I have read in the text file.
What I want to do is break the textfile up. The textfile looks like this:
>Name 1
ABCDEF
GHIJKLM
>Name2
GHIJKLM
What I want is to store each name and each sequence that follows separately it. For instance Name[0] = Name1. Name2 = Name2. Letters[0] = ABCDEF and Letter[1] = GHIJKLM.
I have done this in Java where I used the strink tokenizer, but from what I have read, there is no tokenizer in C++.
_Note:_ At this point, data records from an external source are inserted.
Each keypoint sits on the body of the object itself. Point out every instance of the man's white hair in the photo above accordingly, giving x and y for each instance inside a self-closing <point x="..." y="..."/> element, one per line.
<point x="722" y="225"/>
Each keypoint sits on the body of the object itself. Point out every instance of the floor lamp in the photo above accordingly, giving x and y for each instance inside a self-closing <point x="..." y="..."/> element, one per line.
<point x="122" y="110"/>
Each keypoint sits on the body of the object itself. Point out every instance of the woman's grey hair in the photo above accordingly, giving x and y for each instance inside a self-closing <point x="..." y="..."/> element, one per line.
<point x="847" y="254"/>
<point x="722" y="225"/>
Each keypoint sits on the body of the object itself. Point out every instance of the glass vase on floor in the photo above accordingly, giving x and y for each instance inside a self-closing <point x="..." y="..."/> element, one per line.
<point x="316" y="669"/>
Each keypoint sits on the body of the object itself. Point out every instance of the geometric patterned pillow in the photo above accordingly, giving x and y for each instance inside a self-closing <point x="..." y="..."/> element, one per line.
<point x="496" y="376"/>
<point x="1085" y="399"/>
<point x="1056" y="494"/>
So far I have read the entire contents of the text file into a buffer. Then from there I have split up the file into two parts. Now I need to separate each name from the set of letters. Here is what I have so far
void processFile (){
string contents;
string fileName;
cout << "Enter the file name: ";
getline (cin,fileName);
//Open file
ifstream file(fileName.c_str()); // might want to add binary mode here
//Read contents of file into a string
stringstream buffer;
buffer << file.rdbuf();
string str(buffer.str());
contents = str.c_str();//entire file
//close the file
file.close();
//Use tokenizer function to get name and sequence sets
//will store the tokes of each name+sequence
vector<string> sets;
//get the sets - name+sequence
Tokenize (contents, sets, ">");
//stores the splitted names and sequences
vector<string>dna;
//split the sets
for (int x = 0; x < sets.size(); x++){
Tokenize (sets[x], dna, "\n");
}
//store the names
for (int i = 0; i<dna.size();){
names.push_back(dna[i]);
i = i + 2;
}
//store each sequence
for (int j = 1; j<dna.size();){
sequences.push_back(dna[j]);
j = j + 2;
}
}//End processFile
void Tokenize(const string& str,vector<string>& tokens, string del)
{
string delimiters = del;
// Skip delimiters at beginning.
string::size_type lastPos = str.find_first_not_of(delimiters, 0);
// Find first "non-delimiter".
string::size_type pos = str.find_first_of(delimiters, lastPos);
while (string::npos != pos || string::npos != lastPos)
{
// Found a token, add it to the vector.
tokens.push_back(str.substr(lastPos, pos - lastPos));
// Skip delimiters. Note the "not_of"
lastPos = str.find_first_not_of(delimiters, pos);
// Find next "non-delimiter"
pos = str.find_first_of(delimiters, lastPos);
}
}
The problem is with getting the names and the sets of letters. Basically I split the string I made at each occurence of ">". After that it does not work well.